Der Natio­nal­trainer
Wäre Adriel Deut­scher, würde sich sein Name viel­leicht schon in Jiri Pacou­reks Notiz­buch wie­der­finden. Der gebür­tige Tscheche aus Nürn­berg trai­niert seit zwei Jahren die deut­sche Natio­nal­mann­schaft der Woh­nungs­losen. Die Spieler mögen den Namen Team Ger­many“ lieber“, sagt er. Das klinge inter­na­tio­naler. Pacourek selbst war jah­re­lang spiel­süchtig, ver­senkte jeden auf­find­baren Cent in den Tiefen der Auto­maten. Nach einiger Zeit verlor er auch seine Woh­nung und, wie er sagt, die Ori­en­tie­rung im Leben. Seine Liebe zum Fuß­ball habe ihn schließ­lich gerettet.

Der Fuß­ball war damals mein ein­ziger ver­blie­bener Anhalts­punkt im Leben.“ Der Wen­de­punkt war es, als er für das Team Ger­many an der Obdach­losen-Welt­meis­ter­schaft in 2010 in Bra­si­lien teil­nehmen durfte. Danach ging es bergauf.“ Pacourek schöpfte neuen Mut und enga­gierte sich als Sozi­al­ar­beiter bei Anstoß! e.V. Der Verein wird unter anderem von der Aktion Mensch“ finan­ziert und orga­ni­siert die Reisen zu den Obdach­losen-Welt­meis­ter­schaften. Seit 2013 ist Pacourek Natio­nal­trainer und wählt die WM-Teil­nehmer aus.
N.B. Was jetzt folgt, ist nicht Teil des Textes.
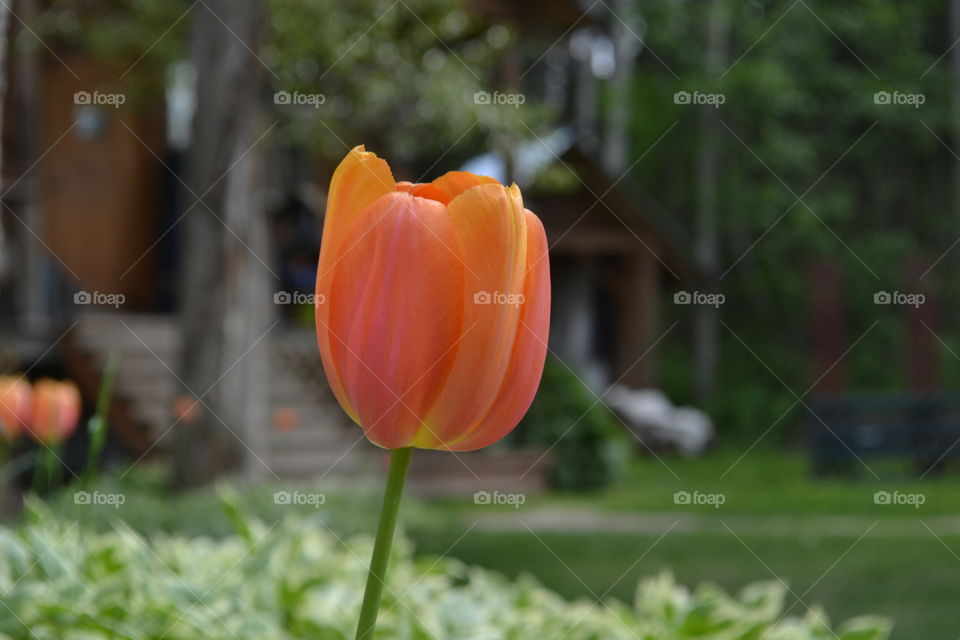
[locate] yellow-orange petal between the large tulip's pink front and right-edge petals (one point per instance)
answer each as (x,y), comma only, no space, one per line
(490,222)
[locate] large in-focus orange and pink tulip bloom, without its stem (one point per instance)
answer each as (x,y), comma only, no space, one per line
(434,305)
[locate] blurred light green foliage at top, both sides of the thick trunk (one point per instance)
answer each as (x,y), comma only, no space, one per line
(399,77)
Die Kri­te­rien: Die Teil­nehmer müssen ent­weder in den ver­gan­genen zwölf Monaten obdachlos gewesen oder zur­zeit in einer Drogen- oder Alko­hol­the­rapie sein und zusätz­lich inner­halb der ver­gan­genen zwei Jahre keinen Wohn­sitz gehabt haben. Außerdem komme es neben der fuß­bal­le­ri­schen Leis­tung auf soziale Fak­toren an. Wir fragen uns: Bringt eine WM-Teil­nahme den Men­schen weiter? Hat er sie sich durch regel­mä­ßige Trai­nings­an­we­sen­heit ver­dient? Und steht er 14 Tage mit fremden Men­schen im Aus­land kör­per­lich durch?“ Den Kader für die dies­jäh­rige WM in Ams­terdam hat Pacourek schon zusam­men­ge­stellt. Aber: Als Natio­nal­trainer muss ich bei sol­chen Events Prä­senz zeigen, wie Jogi Löw“, sagt er.